And what about the ‘boredom’ in the title, then?
Well, Medea, and the Argonauts myth in general, are in my opinion works best kept away from the hands of ‘Nordic’ film-makers like Carl Dreyer and Lars von Trier. Nordic, did I say? Well, on leaving the cinema I overheard a comment about this production of Medea (shot by Trier for Danish television based on a Dreyer adaptation of Euripides’ play) -“C’est très nordique, non?”
Yes, whatever, I thought.
But thinking back, I couldn’t shake off the impression that I had just seen a Dreyer film, vaguely reminiscent of some convoluted witch story I had been subjected to in a European cinema course (turned out it was Dreyer’s Day of Wrath,) and was strongly reminded of Bergman’s The Seventh Seal. So after all, Nordic it was…
There is nothing inherently wrong with staging a Greek tragedy on the marshy Jutland coast with blond Danish children in the cast, but this one just didn’t cut it for me. Instead of high-strung, loud Greek-style drama, wistful languidness and surreal forlorn landscapes pervade this adaptation. Despite the vast expanses of beach and sea, a claustrophobic atmosphere hangs over. The perfervid drama of the original, set amidst the more passion-inducing climes of Corinth here morphs into a closed universe of morose Viking warriors and sorceress females. The new wife of Jason, shot by von Trier in a quasi-soft-porn way, manages without doing much to be such a cloying onscreen presence that one is almost glad when Medea poisons her; as for our taciturn Viking Jason, I am unsure whether the original play calls for his indecision and passivity, or it is a character trait stemming from the Teutonic transposition.

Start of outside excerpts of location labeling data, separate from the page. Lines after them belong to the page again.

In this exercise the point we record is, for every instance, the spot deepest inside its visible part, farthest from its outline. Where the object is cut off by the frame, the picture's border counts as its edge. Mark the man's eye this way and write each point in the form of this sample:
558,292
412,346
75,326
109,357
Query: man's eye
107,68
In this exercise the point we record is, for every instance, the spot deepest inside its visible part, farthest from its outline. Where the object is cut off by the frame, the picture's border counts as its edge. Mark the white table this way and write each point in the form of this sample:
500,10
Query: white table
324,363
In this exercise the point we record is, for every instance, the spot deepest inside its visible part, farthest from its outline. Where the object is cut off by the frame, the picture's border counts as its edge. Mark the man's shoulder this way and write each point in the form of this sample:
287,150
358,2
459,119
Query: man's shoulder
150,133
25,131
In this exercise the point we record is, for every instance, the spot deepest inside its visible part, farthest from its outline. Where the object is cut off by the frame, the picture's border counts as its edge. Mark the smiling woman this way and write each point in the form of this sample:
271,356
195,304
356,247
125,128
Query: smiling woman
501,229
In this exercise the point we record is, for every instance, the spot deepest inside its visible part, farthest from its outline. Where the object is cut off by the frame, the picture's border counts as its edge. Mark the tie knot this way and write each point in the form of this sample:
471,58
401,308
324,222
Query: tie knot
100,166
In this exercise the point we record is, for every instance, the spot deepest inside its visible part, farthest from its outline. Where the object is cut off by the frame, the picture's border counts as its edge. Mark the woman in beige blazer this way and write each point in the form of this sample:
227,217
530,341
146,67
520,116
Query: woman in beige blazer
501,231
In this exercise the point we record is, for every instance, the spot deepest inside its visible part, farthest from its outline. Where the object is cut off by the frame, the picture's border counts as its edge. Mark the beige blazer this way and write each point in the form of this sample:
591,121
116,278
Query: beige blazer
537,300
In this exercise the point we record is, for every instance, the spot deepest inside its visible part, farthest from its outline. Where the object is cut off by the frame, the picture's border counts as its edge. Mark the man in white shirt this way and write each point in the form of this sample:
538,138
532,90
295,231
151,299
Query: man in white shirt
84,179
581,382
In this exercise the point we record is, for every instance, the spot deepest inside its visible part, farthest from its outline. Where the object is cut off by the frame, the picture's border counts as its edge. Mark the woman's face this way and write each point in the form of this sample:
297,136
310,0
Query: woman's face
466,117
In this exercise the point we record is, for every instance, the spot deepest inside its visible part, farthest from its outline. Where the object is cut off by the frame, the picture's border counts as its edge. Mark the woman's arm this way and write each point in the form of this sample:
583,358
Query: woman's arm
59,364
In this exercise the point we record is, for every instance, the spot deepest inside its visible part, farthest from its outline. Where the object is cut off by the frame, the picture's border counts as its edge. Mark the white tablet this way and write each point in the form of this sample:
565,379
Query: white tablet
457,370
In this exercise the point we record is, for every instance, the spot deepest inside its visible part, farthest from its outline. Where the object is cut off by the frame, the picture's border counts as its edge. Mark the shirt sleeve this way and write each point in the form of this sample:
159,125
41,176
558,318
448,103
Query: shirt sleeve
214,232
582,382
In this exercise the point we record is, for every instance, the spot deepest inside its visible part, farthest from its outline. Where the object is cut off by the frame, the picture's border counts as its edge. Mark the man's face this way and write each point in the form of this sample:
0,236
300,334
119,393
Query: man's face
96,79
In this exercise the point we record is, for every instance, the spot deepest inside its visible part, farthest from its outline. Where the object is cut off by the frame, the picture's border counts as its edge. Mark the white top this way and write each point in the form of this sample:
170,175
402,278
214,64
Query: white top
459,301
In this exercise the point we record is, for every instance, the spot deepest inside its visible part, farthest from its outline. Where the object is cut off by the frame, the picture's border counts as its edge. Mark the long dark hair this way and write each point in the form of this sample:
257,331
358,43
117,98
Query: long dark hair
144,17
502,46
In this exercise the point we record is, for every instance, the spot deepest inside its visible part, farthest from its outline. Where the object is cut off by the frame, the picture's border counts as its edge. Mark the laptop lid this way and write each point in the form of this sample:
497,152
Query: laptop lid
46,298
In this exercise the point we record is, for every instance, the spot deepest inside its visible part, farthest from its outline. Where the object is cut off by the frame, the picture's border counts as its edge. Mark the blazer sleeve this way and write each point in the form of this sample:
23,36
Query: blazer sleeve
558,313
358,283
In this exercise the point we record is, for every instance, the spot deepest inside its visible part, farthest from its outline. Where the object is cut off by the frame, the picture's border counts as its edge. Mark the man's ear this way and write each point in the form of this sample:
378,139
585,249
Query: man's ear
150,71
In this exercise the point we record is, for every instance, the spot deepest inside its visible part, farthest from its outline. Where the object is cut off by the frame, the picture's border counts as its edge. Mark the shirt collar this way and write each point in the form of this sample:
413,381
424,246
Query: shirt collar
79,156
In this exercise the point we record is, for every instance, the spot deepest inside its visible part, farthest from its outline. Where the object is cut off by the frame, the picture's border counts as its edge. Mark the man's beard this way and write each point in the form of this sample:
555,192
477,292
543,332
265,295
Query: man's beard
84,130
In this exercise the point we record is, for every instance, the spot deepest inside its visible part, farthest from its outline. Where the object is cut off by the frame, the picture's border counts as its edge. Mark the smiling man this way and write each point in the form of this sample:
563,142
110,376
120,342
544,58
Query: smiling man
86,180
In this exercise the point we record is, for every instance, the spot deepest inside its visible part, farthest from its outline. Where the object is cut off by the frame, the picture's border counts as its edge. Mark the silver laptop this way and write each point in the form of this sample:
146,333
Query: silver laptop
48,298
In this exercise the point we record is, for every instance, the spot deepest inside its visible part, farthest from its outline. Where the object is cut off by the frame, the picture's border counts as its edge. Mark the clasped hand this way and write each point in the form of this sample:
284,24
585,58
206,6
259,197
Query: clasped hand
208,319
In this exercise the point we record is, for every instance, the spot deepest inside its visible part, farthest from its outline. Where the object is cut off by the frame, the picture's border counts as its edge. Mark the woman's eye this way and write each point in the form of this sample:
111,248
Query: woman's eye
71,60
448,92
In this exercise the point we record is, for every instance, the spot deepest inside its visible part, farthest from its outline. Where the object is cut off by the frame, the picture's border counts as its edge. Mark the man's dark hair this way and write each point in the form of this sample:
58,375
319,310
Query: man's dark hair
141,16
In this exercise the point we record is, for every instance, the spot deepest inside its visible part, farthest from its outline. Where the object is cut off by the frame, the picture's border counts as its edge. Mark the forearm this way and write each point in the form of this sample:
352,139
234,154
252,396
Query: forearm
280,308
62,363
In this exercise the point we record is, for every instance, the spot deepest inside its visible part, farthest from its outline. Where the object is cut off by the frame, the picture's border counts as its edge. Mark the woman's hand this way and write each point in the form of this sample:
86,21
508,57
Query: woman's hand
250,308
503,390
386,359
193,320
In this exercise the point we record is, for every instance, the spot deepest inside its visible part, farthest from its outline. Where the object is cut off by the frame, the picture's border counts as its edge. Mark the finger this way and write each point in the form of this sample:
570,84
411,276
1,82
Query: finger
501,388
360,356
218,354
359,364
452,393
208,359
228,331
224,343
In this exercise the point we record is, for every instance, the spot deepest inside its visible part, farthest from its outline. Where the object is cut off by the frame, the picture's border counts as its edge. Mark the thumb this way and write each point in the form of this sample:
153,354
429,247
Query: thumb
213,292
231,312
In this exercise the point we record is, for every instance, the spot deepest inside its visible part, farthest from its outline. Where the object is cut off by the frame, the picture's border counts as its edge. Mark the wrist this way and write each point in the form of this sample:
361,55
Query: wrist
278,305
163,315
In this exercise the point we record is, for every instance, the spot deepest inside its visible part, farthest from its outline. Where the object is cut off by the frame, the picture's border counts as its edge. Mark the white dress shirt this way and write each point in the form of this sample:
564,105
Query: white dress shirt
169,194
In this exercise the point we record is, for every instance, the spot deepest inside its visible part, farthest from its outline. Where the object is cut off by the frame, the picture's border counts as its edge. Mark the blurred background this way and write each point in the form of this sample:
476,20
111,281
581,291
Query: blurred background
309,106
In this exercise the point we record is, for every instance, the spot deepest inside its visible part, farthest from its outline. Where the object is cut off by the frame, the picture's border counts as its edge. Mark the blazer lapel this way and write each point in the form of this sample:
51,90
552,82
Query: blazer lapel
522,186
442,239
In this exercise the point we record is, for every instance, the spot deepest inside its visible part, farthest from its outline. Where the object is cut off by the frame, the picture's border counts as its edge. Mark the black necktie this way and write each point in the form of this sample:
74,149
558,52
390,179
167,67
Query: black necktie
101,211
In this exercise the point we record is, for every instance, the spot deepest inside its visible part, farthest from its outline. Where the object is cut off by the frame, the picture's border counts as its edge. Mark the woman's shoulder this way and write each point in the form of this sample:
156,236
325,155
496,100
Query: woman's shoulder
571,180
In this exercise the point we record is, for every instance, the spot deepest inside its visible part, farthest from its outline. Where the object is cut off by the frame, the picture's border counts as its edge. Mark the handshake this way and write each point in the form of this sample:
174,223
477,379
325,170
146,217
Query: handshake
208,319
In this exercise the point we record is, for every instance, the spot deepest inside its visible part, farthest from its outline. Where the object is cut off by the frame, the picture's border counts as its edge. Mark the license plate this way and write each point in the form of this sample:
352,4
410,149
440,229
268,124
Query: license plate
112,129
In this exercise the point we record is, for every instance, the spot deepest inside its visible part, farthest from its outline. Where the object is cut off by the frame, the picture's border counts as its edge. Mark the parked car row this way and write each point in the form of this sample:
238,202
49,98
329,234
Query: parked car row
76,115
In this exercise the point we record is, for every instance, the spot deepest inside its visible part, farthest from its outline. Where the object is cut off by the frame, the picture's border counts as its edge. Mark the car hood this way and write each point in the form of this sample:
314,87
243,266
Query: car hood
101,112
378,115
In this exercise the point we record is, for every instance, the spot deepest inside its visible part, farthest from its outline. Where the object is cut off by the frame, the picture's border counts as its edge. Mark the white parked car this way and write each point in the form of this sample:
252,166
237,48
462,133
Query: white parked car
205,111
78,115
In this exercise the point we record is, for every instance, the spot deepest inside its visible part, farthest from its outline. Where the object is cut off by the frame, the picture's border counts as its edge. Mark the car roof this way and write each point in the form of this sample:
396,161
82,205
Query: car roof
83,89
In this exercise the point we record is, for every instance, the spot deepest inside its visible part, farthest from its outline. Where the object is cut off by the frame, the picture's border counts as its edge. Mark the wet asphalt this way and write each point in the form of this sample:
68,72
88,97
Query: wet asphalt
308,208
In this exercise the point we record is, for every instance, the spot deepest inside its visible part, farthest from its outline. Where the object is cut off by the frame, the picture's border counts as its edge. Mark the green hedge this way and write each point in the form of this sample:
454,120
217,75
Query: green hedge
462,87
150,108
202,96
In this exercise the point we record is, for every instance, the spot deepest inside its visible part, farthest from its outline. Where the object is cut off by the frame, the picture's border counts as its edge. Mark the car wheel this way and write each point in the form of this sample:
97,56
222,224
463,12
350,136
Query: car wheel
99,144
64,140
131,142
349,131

The latest von Trier film, Antichrist, is playing soon at the Festival du nouveau cinema. I haven’t yet made up my mind whether to watch it – allergic as I am to fantasy (apparently a talking fox makes an appearance) and to horror, I admire both Charlotte Gainsbourg and Willem Dafoe’s acting. And from my cinematic experience, genital self-mutilation can be used to amazing effect (Isabelle Huppert sets the bar in La Pianiste). So Antichrist? I might just like it. And that’s precisely the issue – with Lars von Trier, you never know.